Pour les jeunes, par les jeunes de l’océan Indien

De son village natale à Mahajanga à Madagascar, Marion se faisait une toute autre idée de l’île Maurice ou elle a choisi de venir étudier. Elle pensait trouver un accueil chaleureux et un pays ouvert aux autres. Elle découvre à la place une forme de xénophobie insidieuse et tenace — envers elle, mais aussi envers d’autres immigrés — et ose aujourd’hui briser le silence malgré la peur de représailles.
Cela fait maintenant six mois que je vis à l’île Maurice.
Je suis venue ici pour étudier le tourisme à l’école hôtelière d’Ébène, un rêve que ma famille a accepté de financer malgré les sacrifices que cela représente pour eux. Chez nous, à Madagascar, ce genre d’opportunité n’est pas donné à tout le monde. Mes parents se sont privés pour que je puisse poursuivre mes études à l’étranger, dans un pays réputé pour son accueil légendaire et son sourire mauricien.
Au début, j’étais pleine d’enthousiasme. On m’avait dit que les Mauriciens étaient accueillants, ouverts, gentils. Je croyais venir dans une île où je pourrais me sentir presque comme chez moi. Mais la réalité s’est révélée plus complexe.

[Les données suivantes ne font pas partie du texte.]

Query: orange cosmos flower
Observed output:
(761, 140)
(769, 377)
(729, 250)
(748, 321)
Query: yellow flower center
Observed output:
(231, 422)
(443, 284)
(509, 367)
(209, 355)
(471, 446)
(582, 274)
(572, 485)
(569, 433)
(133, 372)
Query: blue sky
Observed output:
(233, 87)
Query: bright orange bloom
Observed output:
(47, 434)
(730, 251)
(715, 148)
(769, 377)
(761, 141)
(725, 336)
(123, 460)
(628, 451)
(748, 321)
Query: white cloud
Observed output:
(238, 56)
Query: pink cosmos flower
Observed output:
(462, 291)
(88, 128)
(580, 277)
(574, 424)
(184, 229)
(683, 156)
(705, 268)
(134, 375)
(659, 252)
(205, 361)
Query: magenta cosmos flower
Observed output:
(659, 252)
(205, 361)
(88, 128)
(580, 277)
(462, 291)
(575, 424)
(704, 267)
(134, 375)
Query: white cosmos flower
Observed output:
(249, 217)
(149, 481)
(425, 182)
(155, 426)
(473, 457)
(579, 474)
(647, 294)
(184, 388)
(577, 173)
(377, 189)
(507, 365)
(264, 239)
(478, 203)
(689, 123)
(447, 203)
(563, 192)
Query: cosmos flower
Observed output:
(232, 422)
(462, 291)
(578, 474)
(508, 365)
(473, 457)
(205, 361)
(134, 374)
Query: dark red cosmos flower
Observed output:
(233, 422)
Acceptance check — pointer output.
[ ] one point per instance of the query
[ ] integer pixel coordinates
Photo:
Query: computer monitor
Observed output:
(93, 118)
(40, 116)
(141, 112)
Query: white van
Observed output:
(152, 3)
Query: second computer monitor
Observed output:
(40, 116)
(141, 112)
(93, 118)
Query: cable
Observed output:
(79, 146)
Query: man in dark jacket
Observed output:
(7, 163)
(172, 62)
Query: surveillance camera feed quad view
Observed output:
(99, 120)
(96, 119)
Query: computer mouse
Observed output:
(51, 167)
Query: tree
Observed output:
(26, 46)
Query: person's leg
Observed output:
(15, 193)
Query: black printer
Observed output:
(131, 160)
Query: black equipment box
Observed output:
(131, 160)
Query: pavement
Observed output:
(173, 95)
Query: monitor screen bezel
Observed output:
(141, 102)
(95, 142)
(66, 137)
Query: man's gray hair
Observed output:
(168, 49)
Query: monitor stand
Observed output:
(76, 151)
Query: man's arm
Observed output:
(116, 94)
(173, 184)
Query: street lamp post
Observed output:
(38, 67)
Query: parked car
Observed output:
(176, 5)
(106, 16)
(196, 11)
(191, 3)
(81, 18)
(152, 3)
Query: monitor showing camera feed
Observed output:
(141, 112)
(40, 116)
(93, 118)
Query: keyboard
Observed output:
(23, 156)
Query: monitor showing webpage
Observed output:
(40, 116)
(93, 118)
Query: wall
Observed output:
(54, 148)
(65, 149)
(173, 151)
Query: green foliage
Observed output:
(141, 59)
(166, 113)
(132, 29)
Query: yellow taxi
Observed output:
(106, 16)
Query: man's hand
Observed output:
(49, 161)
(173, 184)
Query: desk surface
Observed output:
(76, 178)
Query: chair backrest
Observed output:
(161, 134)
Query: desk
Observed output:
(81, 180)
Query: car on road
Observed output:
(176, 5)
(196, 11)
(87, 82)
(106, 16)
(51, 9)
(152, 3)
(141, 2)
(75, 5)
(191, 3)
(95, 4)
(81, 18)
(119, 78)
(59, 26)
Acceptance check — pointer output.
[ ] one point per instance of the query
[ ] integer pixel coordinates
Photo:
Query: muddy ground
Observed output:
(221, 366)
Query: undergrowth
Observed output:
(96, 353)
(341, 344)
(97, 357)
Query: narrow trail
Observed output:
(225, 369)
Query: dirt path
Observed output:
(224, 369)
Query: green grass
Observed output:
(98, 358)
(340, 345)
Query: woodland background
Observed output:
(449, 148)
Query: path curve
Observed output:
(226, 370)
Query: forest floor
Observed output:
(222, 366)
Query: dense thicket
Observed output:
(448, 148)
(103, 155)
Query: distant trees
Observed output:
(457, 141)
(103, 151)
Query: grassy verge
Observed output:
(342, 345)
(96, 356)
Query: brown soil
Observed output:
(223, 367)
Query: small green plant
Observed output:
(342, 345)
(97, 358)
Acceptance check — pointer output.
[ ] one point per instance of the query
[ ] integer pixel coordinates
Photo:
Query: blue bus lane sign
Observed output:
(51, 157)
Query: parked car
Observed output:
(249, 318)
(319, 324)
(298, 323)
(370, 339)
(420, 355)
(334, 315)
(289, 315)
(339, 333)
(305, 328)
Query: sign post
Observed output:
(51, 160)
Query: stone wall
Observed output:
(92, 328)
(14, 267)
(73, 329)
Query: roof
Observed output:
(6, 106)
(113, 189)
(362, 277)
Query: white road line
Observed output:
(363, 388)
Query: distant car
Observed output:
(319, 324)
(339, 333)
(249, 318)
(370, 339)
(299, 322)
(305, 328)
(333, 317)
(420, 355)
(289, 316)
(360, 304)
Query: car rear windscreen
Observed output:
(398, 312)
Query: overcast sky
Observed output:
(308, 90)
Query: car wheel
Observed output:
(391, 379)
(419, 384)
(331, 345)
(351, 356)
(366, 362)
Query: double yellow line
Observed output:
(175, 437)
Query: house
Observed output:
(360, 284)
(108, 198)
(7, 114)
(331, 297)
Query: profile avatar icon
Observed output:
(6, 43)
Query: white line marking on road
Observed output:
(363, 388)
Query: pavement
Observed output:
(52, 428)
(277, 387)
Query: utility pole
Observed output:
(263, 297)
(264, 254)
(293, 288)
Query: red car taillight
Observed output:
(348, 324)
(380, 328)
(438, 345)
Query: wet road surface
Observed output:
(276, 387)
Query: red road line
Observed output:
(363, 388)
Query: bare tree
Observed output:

Oui, beaucoup de personnes ont été chaleureuses et bienveillantes avec moi. Mais d’autres m’ont fait sentir que je n’étais pas la bienvenue. Il y a eu des regards froids, des silences pesants, parfois même des mots blessants. Rien de frontal, rien d’officiel, mais des piques, des moqueries, des boutades qui finissent par laisser des traces.
Parfois, on plaisante sur “les Malgaches qui font du maraboutage”. En fait, souvent à Maurice, les gens pensent que nous, Malgaches, pratiquons la magie noire dans notre quotidien ! D’autres fois, j’ai subi des remarques sur mon accent, ma manière de parler ou de m’habiller. Quand je suis avec d’autres amis malgaches et que les gens nous entendent parler notre langue, ils nous regardent comme si c’était un péché de l’utiliser. Ce sont des détails, mais mis bout à bout, ils me rappellent sans cesse que je suis l’étrangère.
J’ai compris que le fameux sourire mauricien n’est pas pour tout le monde. Il s’adresse surtout aux touristes occidentaux, ceux qui dépensent, qui repartent avec de belles images. Mais quand on vient ici pour vivre, pour étudier, pour s’intégrer, le sourire se fige, se méfie.
Et dans une école de tourisme, c’est encore plus ironique. On nous enseigne à accueillir, à comprendre les autres cultures, mais dehors, je sens que l’accueil, le vrai, a des limites.
Je ne veux pas généraliser. J’ai rencontré des Mauriciens formidables, ouverts, curieux, avec qui je me sens bien. Mais il faut aussi le dire : la xénophobie, même douce, existe ici. Elle se cache dans les gestes, dans les attitudes, dans les mots chuchotés. Et ce n’est pas facile, à dix-neuf ans, de rester forte face à tout ça.
Être une immigrée, ce n’est pas un rôle qu’on choisit vraiment. C’est un costume qu’on enfile par nécessité. Parfois, il pèse lourd. J’apprends à avancer malgré tout, à me concentrer sur ce pourquoi je suis venue : mes études, mes rêves, mon avenir.
Je me dis que si j’arrive à surmonter cette épreuve, je serai plus forte encore.
Et peut-être qu’un jour, ici comme ailleurs, le sourire ne sera plus une façade, mais un vrai geste d’humanité, offert sans conditions.